La norma voluta dall’ex ministro dell’Ambiente Costa ha finalmente risolto il “cavillo” che impediva ai pescatori di riportare a terra le plastiche trovate in mare. In più, renderà l'educazione ambientale obbligatoria nelle scuole. Tuttavia, non limita la pesca a strascico e tratta - di fatto - la Posidonia come un rifiuto qualsiasi

AP Photo/LaPresse

«Un’idea che diventa finalmente una legge per il bene del mare e dell’Italia». Sono state queste le parole che Sergio Costa, ministro dell’Ambiente dei governi Conte I e Conte II, ha voluto dedicare all’annuncio dell’approvazione della legge Salvamare, da lui presentata in Parlamento circa quattro anni fa. Con 198 voti favorevoli, nessun contrario e 17 astenuti, la bozza di provvedimento è recentemente passata anche al Senato. Un viaggio davvero lungo per un disegno di legge che ha iniziato il suo iter parlamentare nel lontano 2018 e che quattro anni dopo, agli sgoccioli della legislatura, è riuscito a tagliare il traguardo. 

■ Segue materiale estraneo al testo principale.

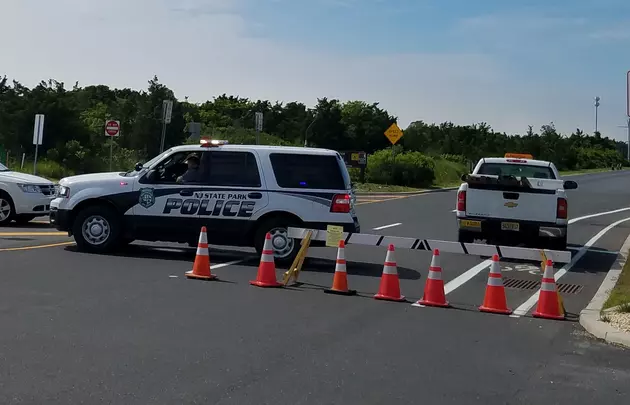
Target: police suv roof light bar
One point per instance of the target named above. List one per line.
(209, 143)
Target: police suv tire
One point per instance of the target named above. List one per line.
(4, 196)
(99, 215)
(269, 225)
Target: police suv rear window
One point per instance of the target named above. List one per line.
(307, 171)
(238, 169)
(516, 170)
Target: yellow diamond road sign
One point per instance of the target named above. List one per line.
(393, 133)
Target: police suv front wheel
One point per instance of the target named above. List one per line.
(96, 229)
(285, 249)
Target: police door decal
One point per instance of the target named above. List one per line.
(212, 204)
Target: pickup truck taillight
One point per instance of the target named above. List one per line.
(562, 208)
(461, 201)
(341, 203)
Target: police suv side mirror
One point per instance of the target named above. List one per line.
(570, 185)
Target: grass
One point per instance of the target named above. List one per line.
(584, 171)
(620, 295)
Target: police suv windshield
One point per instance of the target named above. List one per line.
(150, 163)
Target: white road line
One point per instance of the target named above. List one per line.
(218, 266)
(598, 214)
(465, 277)
(387, 226)
(472, 272)
(527, 305)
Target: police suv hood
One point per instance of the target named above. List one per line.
(18, 177)
(93, 178)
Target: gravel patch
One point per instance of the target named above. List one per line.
(620, 320)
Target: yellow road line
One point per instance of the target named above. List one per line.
(389, 199)
(36, 246)
(33, 234)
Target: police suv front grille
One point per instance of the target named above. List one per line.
(48, 189)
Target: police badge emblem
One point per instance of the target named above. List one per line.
(146, 199)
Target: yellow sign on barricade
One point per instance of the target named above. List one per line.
(334, 234)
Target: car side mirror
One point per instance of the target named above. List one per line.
(152, 176)
(570, 185)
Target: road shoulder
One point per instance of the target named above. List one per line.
(590, 317)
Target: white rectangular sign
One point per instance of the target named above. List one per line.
(168, 111)
(38, 129)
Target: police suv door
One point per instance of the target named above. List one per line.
(231, 195)
(160, 213)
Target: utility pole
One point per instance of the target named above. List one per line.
(596, 108)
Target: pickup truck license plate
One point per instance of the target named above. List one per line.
(467, 223)
(510, 226)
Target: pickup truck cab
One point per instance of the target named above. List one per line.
(514, 200)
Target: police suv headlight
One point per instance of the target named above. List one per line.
(63, 191)
(29, 188)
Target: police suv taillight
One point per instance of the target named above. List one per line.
(341, 203)
(461, 200)
(562, 209)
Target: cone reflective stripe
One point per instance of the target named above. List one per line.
(389, 288)
(434, 287)
(201, 266)
(548, 299)
(340, 279)
(266, 276)
(495, 300)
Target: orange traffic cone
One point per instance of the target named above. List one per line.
(340, 279)
(548, 300)
(495, 300)
(267, 269)
(201, 266)
(434, 287)
(390, 284)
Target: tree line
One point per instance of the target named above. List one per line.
(74, 140)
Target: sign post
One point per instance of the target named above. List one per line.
(167, 113)
(628, 109)
(258, 121)
(38, 137)
(112, 129)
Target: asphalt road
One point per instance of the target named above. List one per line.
(131, 329)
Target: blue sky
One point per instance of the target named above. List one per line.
(507, 63)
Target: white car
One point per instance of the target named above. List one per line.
(514, 200)
(23, 196)
(241, 192)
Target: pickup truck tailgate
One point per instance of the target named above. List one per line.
(534, 201)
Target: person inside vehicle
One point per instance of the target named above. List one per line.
(192, 174)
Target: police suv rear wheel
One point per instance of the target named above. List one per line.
(285, 249)
(96, 229)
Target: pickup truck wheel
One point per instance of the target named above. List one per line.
(96, 229)
(465, 236)
(7, 209)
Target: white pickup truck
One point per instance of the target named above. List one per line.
(514, 200)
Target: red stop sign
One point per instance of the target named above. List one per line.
(112, 128)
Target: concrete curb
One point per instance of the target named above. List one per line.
(377, 193)
(590, 317)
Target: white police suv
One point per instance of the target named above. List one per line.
(239, 192)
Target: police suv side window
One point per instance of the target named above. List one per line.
(231, 169)
(307, 171)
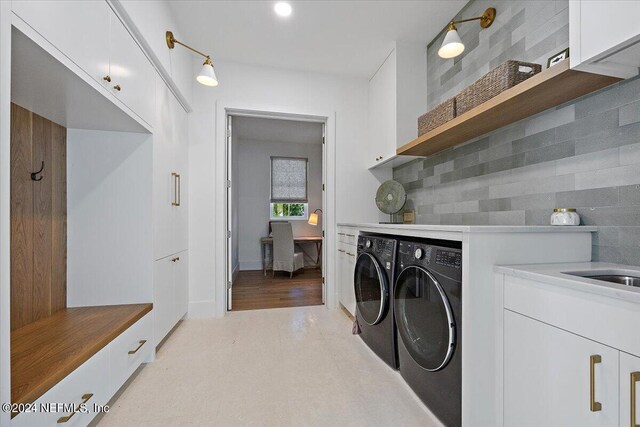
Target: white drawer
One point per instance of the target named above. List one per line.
(610, 321)
(92, 377)
(348, 236)
(351, 237)
(129, 350)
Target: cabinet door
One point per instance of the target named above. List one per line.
(349, 293)
(180, 166)
(163, 181)
(629, 390)
(547, 377)
(181, 285)
(340, 268)
(382, 112)
(132, 75)
(79, 29)
(163, 299)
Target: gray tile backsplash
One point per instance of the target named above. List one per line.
(584, 154)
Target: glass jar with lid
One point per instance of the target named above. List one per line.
(565, 216)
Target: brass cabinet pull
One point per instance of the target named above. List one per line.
(593, 405)
(176, 189)
(85, 399)
(179, 189)
(141, 342)
(635, 378)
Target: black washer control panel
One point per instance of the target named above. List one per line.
(449, 258)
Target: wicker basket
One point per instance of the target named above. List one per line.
(436, 117)
(493, 83)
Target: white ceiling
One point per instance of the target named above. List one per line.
(276, 130)
(340, 37)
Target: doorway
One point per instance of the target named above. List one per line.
(275, 195)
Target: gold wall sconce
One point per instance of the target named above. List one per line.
(207, 75)
(452, 45)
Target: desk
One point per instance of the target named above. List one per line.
(264, 241)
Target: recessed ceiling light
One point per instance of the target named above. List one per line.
(282, 8)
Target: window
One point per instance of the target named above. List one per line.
(289, 211)
(289, 188)
(289, 180)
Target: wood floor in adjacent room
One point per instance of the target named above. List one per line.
(253, 290)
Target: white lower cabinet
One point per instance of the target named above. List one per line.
(94, 382)
(566, 356)
(88, 384)
(346, 260)
(547, 377)
(171, 293)
(629, 390)
(133, 347)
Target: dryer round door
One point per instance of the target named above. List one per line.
(371, 289)
(424, 317)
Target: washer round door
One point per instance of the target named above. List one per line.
(424, 317)
(371, 288)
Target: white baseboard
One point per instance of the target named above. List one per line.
(202, 309)
(250, 265)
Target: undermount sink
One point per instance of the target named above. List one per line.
(622, 277)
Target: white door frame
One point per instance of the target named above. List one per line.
(223, 109)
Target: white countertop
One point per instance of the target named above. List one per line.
(555, 274)
(474, 228)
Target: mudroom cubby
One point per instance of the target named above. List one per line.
(81, 246)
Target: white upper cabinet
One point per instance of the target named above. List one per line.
(79, 29)
(132, 75)
(382, 112)
(90, 34)
(397, 97)
(170, 163)
(605, 36)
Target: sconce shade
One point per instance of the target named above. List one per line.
(452, 45)
(207, 76)
(313, 219)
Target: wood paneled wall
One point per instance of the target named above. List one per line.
(38, 217)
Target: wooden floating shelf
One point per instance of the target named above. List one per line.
(549, 88)
(47, 350)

«Con questa legge il nostro Paese dispone finalmente di uno strumento efficace e concreto, richiesto anche dall’Unione europea, che consente ai pescatori di portare a terra la plastica recuperata con le reti invece di scaricarla in mare, azione che prima costituiva reato di trasporto illecito di rifiuti», ha dichiarato Rossella Giugni, presidente dell’Associazione Mare Vivo, all’HuffPost Italia. Nonostante fosse un provvedimento atteso da tutte le associazioni e in linea con le recenti misure dell’Unione europea, la legge Salvamare – per quanto necessaria – mostra alcuni particolari rivedibili su cui è importante soffermarsi.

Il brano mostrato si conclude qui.